# My works



## Solomoon (Jul 17, 2015)

You can look and comment my works

V. Photography Facebook


----------



## waday (Jul 17, 2015)

Please post a few photos here.. I'm not clicking on your link.


----------



## ronlane (Jul 17, 2015)

Welcome to the site.

Just as waday, a lot of people will not click through to other sites.

If you are truly wanting some C&C or comments then pick out 3-5 images and post them on here.


----------



## Solomoon (Jul 17, 2015)

Hi guys.


----------



## Solomoon (Jul 17, 2015)




----------



## Solomoon (Jul 17, 2015)

i have about 2000 photographies on my page..so i can't move everything here..but here's some of my work


----------



## ronlane (Jul 17, 2015)

Okay, here is what I see.

1) Very hard light and too contrasty for my tastes.

2) I would crop out the stone in the bottom right as it is bright and draws my attention. This is the best lit of the group you have shared.

3) Again very contrasty and the skin tones look off to me. Looks close to cutting off her knees, it may have helped to shoot this on portrait.

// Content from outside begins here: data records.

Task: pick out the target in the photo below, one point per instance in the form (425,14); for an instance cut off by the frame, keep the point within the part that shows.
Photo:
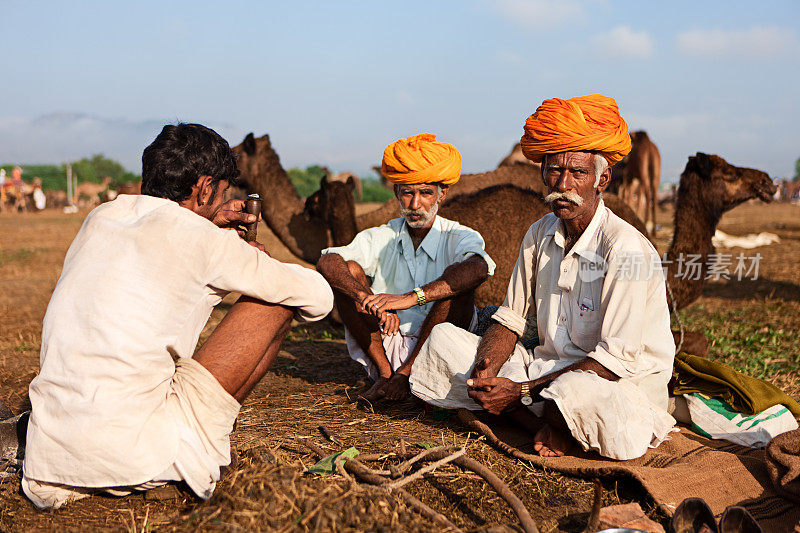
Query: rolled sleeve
(242,268)
(471,243)
(520,297)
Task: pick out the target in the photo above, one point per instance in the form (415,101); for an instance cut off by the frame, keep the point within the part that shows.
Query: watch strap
(420,295)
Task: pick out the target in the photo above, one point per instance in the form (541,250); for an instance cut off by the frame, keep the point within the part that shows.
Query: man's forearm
(335,271)
(457,278)
(587,365)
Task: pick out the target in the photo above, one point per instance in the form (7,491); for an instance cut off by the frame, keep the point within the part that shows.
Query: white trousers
(615,419)
(397,347)
(204,414)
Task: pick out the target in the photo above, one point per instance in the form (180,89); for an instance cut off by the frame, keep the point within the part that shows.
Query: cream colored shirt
(139,281)
(387,255)
(605,299)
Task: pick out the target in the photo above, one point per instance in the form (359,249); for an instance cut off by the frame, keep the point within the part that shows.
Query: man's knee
(444,334)
(356,271)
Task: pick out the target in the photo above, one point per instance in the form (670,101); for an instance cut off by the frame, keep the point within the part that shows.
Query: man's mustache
(568,196)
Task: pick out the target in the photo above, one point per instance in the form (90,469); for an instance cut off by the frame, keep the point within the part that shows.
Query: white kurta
(604,299)
(138,285)
(387,255)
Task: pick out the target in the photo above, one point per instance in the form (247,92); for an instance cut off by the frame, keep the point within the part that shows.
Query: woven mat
(686,466)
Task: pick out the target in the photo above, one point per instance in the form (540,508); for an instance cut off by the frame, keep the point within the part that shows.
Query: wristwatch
(526,394)
(420,295)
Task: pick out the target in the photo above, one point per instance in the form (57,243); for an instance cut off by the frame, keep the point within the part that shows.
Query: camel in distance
(636,178)
(709,186)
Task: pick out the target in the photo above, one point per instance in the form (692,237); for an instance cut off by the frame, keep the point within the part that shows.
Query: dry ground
(752,324)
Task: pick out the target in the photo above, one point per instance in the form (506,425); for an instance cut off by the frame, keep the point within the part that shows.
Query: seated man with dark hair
(123,402)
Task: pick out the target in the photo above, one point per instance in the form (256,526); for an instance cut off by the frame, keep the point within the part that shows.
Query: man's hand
(481,369)
(390,322)
(495,394)
(256,244)
(231,215)
(379,303)
(397,387)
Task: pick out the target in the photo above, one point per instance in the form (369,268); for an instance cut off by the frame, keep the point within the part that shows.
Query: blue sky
(334,82)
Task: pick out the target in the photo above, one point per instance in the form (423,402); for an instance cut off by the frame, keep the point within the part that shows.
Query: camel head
(255,157)
(334,204)
(723,186)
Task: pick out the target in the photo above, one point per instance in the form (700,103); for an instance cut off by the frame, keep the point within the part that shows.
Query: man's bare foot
(376,392)
(397,388)
(550,442)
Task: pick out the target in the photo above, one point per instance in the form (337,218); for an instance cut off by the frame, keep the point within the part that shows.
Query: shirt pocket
(586,321)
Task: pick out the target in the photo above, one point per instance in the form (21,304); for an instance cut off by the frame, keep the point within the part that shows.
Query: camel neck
(695,223)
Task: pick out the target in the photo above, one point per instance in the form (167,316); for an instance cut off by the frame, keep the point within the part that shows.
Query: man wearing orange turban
(394,283)
(598,377)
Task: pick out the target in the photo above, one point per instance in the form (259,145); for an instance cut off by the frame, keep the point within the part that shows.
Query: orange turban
(585,123)
(421,159)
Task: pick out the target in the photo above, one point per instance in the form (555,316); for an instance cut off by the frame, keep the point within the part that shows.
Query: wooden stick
(525,518)
(402,468)
(471,421)
(422,471)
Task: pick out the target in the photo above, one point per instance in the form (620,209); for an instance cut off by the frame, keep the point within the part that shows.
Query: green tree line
(93,169)
(98,166)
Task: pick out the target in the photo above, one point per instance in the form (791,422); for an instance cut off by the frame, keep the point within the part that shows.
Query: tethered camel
(640,175)
(709,186)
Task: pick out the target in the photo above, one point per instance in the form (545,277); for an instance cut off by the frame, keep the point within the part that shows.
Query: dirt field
(753,325)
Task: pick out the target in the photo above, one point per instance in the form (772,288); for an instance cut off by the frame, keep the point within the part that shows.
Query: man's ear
(605,178)
(205,190)
(249,144)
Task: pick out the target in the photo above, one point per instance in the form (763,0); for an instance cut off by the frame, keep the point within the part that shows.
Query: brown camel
(709,187)
(640,176)
(346,177)
(300,226)
(303,233)
(92,190)
(502,214)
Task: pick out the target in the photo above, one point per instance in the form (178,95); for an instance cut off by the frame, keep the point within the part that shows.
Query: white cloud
(60,137)
(404,97)
(756,42)
(622,41)
(508,57)
(538,13)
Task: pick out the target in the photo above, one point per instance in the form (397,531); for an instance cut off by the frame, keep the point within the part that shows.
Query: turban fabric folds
(589,123)
(421,159)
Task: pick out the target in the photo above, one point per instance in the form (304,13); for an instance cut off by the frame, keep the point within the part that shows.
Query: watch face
(527,400)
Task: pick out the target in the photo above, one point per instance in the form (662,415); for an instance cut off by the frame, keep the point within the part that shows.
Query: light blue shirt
(387,255)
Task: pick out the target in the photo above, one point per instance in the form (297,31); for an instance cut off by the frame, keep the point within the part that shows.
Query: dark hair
(180,155)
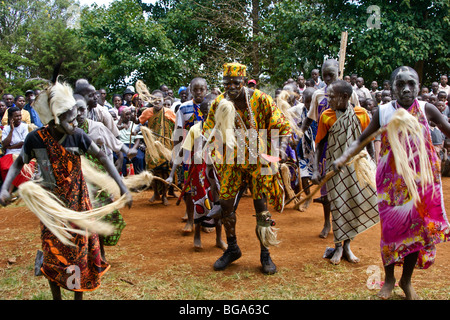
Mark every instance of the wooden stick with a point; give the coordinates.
(164, 181)
(331, 173)
(298, 194)
(342, 53)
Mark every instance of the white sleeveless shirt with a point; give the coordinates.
(386, 111)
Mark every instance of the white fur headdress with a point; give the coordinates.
(55, 100)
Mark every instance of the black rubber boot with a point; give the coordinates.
(231, 254)
(268, 267)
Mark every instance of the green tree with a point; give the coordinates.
(301, 34)
(209, 33)
(128, 46)
(34, 36)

4) Over processed sky in this one. It looks like you exposed for the sky correctly but I think it needs some fill in her face, as she is really dark. If you were wanting her dark, may I suggest making it a silhouette.

5) This one is contrasty as well and she is composed in the middle of the scene instead of rule of thirds.


----------



## floatingby (Jul 17, 2015)

Nice location, good looking subject and tasteful poses, but the hard lighting and oversaturation distract from all that.


----------



## Braineack (Jul 17, 2015)

I scrolled through your FB pics.  It looks like a lot of the same image done in different treatments.   Seems you rely heavily on a certain color palette.

I'd suggest maybe stepping back from post-processing and focus on the image capturing.

You're showing lots of potential.


----------



## Solomoon (Jul 17, 2015)

Thank you people for replies. i will consider all of your suggestions.


----------